Java. You can’t beat the classic when it comes to development languages for an enterprise-level content management system (ECM). Compared to .NET, PHP, or C# Java is still the top development language for its reliability, stability and suitability for “building back-ends for modern enterprise-web applications. With Java and frameworks based on it, web developers can build scalable web apps for a variety of users.”
A Java CMS is a great choice for agility , stability, and importantly: a supply of skilled back-end developers well versed in content management architecture for the enterprise. While Java is an excellent choice for a solid enterprise web content management system, a Java CMS itself is not enough to guarantee speed and agility:
Many enterprises overlook the fact that their complaints are not due to programming language issue, but an architecture issue. Agility is not dependent on language, it’s dependent on architecture. It’s speaking the same language that provides speed and agility.
When selecting a CMS, it’s not the language alone that you should consider. There are several Java CMS solutions to choose from. So select the product best suited to your current and future needs.

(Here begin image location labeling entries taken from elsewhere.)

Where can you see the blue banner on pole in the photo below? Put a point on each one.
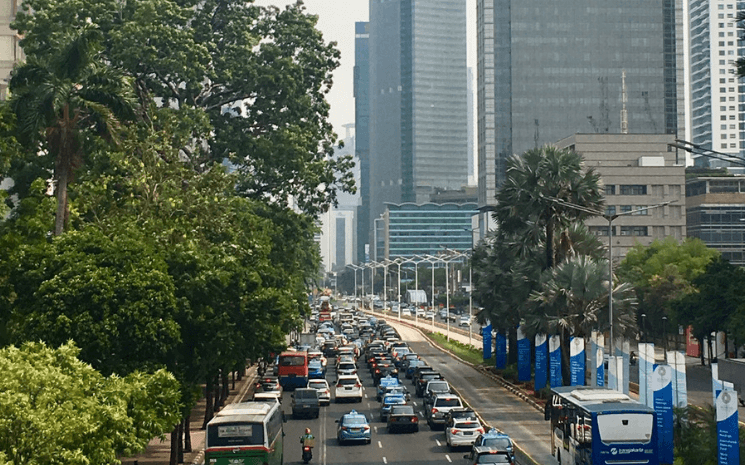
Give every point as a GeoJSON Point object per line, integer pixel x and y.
{"type": "Point", "coordinates": [541, 361]}
{"type": "Point", "coordinates": [577, 361]}
{"type": "Point", "coordinates": [662, 388]}
{"type": "Point", "coordinates": [554, 355]}
{"type": "Point", "coordinates": [501, 355]}
{"type": "Point", "coordinates": [728, 437]}
{"type": "Point", "coordinates": [486, 337]}
{"type": "Point", "coordinates": [523, 356]}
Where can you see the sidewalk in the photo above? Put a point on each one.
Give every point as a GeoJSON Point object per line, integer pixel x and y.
{"type": "Point", "coordinates": [159, 452]}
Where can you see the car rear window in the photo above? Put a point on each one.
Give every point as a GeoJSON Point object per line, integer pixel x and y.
{"type": "Point", "coordinates": [448, 402]}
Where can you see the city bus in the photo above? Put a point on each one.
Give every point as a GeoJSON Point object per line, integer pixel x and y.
{"type": "Point", "coordinates": [247, 433]}
{"type": "Point", "coordinates": [293, 369]}
{"type": "Point", "coordinates": [599, 426]}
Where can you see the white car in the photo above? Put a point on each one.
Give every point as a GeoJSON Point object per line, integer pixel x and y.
{"type": "Point", "coordinates": [463, 432]}
{"type": "Point", "coordinates": [324, 391]}
{"type": "Point", "coordinates": [348, 387]}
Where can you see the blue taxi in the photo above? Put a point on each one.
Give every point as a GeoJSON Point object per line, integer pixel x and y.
{"type": "Point", "coordinates": [353, 426]}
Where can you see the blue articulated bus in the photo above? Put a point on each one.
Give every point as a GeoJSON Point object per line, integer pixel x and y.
{"type": "Point", "coordinates": [599, 426]}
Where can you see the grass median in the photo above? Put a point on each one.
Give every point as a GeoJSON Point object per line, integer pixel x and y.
{"type": "Point", "coordinates": [469, 353]}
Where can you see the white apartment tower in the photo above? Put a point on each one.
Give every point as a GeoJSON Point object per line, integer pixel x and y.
{"type": "Point", "coordinates": [717, 109]}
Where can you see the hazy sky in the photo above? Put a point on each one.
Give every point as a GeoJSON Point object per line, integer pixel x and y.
{"type": "Point", "coordinates": [336, 20]}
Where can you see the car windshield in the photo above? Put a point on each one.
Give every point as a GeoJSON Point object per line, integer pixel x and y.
{"type": "Point", "coordinates": [454, 402]}
{"type": "Point", "coordinates": [356, 420]}
{"type": "Point", "coordinates": [497, 443]}
{"type": "Point", "coordinates": [493, 458]}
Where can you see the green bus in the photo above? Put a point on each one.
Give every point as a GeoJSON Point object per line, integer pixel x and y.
{"type": "Point", "coordinates": [246, 433]}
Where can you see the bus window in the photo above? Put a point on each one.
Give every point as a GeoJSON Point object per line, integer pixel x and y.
{"type": "Point", "coordinates": [230, 434]}
{"type": "Point", "coordinates": [625, 427]}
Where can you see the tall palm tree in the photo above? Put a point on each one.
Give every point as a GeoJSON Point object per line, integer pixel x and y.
{"type": "Point", "coordinates": [62, 101]}
{"type": "Point", "coordinates": [537, 183]}
{"type": "Point", "coordinates": [573, 300]}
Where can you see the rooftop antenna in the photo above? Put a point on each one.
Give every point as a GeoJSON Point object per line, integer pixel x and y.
{"type": "Point", "coordinates": [624, 99]}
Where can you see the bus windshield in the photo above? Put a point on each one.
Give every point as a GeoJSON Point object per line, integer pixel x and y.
{"type": "Point", "coordinates": [625, 427]}
{"type": "Point", "coordinates": [235, 434]}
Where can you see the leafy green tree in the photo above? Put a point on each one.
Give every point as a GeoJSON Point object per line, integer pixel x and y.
{"type": "Point", "coordinates": [716, 300]}
{"type": "Point", "coordinates": [64, 99]}
{"type": "Point", "coordinates": [111, 295]}
{"type": "Point", "coordinates": [538, 184]}
{"type": "Point", "coordinates": [260, 75]}
{"type": "Point", "coordinates": [56, 409]}
{"type": "Point", "coordinates": [662, 273]}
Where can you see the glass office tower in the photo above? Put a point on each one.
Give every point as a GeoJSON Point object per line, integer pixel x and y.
{"type": "Point", "coordinates": [418, 100]}
{"type": "Point", "coordinates": [552, 68]}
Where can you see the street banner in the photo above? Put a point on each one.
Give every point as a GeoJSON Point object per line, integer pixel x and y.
{"type": "Point", "coordinates": [541, 361]}
{"type": "Point", "coordinates": [676, 360]}
{"type": "Point", "coordinates": [577, 361]}
{"type": "Point", "coordinates": [662, 389]}
{"type": "Point", "coordinates": [486, 338]}
{"type": "Point", "coordinates": [523, 356]}
{"type": "Point", "coordinates": [612, 374]}
{"type": "Point", "coordinates": [646, 362]}
{"type": "Point", "coordinates": [501, 351]}
{"type": "Point", "coordinates": [716, 385]}
{"type": "Point", "coordinates": [728, 437]}
{"type": "Point", "coordinates": [554, 357]}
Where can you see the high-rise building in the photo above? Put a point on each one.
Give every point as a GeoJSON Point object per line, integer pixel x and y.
{"type": "Point", "coordinates": [362, 133]}
{"type": "Point", "coordinates": [548, 69]}
{"type": "Point", "coordinates": [418, 100]}
{"type": "Point", "coordinates": [717, 113]}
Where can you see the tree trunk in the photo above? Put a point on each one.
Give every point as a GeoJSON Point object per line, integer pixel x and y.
{"type": "Point", "coordinates": [62, 179]}
{"type": "Point", "coordinates": [210, 408]}
{"type": "Point", "coordinates": [180, 448]}
{"type": "Point", "coordinates": [173, 460]}
{"type": "Point", "coordinates": [187, 433]}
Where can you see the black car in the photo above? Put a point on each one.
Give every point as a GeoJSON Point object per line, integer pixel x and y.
{"type": "Point", "coordinates": [403, 418]}
{"type": "Point", "coordinates": [305, 402]}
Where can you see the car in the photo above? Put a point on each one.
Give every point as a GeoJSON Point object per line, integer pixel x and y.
{"type": "Point", "coordinates": [346, 368]}
{"type": "Point", "coordinates": [388, 381]}
{"type": "Point", "coordinates": [493, 440]}
{"type": "Point", "coordinates": [348, 387]}
{"type": "Point", "coordinates": [440, 406]}
{"type": "Point", "coordinates": [434, 388]}
{"type": "Point", "coordinates": [324, 392]}
{"type": "Point", "coordinates": [394, 398]}
{"type": "Point", "coordinates": [463, 432]}
{"type": "Point", "coordinates": [490, 457]}
{"type": "Point", "coordinates": [316, 370]}
{"type": "Point", "coordinates": [411, 366]}
{"type": "Point", "coordinates": [305, 402]}
{"type": "Point", "coordinates": [402, 418]}
{"type": "Point", "coordinates": [424, 378]}
{"type": "Point", "coordinates": [353, 426]}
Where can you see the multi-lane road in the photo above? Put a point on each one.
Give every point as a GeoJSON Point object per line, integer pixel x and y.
{"type": "Point", "coordinates": [498, 407]}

Selecting a Java CMS: Six benefits you need
The nature of content management is changing, reflecting the more diverse business needs brought about by multiple channels, the rise of mobile, the rapid adoption of eCommerce, and the increased prominence of content marketing. When selecting a Java CMS-- or any content management system for that matter-- be sure you’re looking ahead: when considering the most popular Java CMS options and their alternatives, don’t select for today’s business and technical needs exclusively. Instead, be sure that your Java Content Management System can anticipate future demands of scalability, integration and agile development. When doing a Java CMS comparison, make sure the features listed below are on your shortlist.
1. Easy to Use for Editors, Empowering for Developers
Your CMS should make both developers and end-users happy. As content management systems play increasingly central roles in online business processes, they should satisfy the increasing number of people working with the CMS: “the technical folks doing the coding, configuring, packaging, upgrading, deploying and so on (for the sake of readability I'll call this group 'developers'), as well as the authors, editors, webmasters, marketers, digital creatives and administrators working with the CMS (which I'll refer to as 'end users').”
2. Open Integration
Your Java CMS should be built to be part of your online business ecosystem. No software should limit your IT department’s development goals for future functionality. Your content management system should integrate with Marketing Automation, Enterprise Content Management, eCommerce and external sources of Big Data. A Java CMS built on open standards provides the flexibility for easy integrations.
3. Agile Enterprise Stack
Choose a lightweight open source Java stack built for uptime, security and performance. The right Java CMS framework can enable rapid development on a base of proven, state-of-the-art technologies (like Spring MVC, Elasticsearch, AngularJS and Couchbase). Choose a CMS that runs in the cloud, on-premise, or provides a hybrid solution.
4. Channel Control
Multichannel, omnichannel-- whatever you want to call it, you need a Java CMS that enables you to repurpose content across channels, while editing centrally. A content-centric CMS that separates content from delivery enables you to anticipate future needs by adding new channels easily.
5. Separation of Content from Presentation
Many content management systems focus on managing web pages," but such an approach is unsustainable as channels and devices multiply. To be certain to keep up with new channels, select a Java CMS that keeps content in its central content repository in a presentation neutral format and renders a page on request in a presentation and structure that matches the visitor's device, context and personal preferences.
6. Data Driven Personalization
Your Java CMS should be able to easily hook into data sources, using contextual data in real time to understand your visitors and deliver the content they value in any context, in any language and on any device.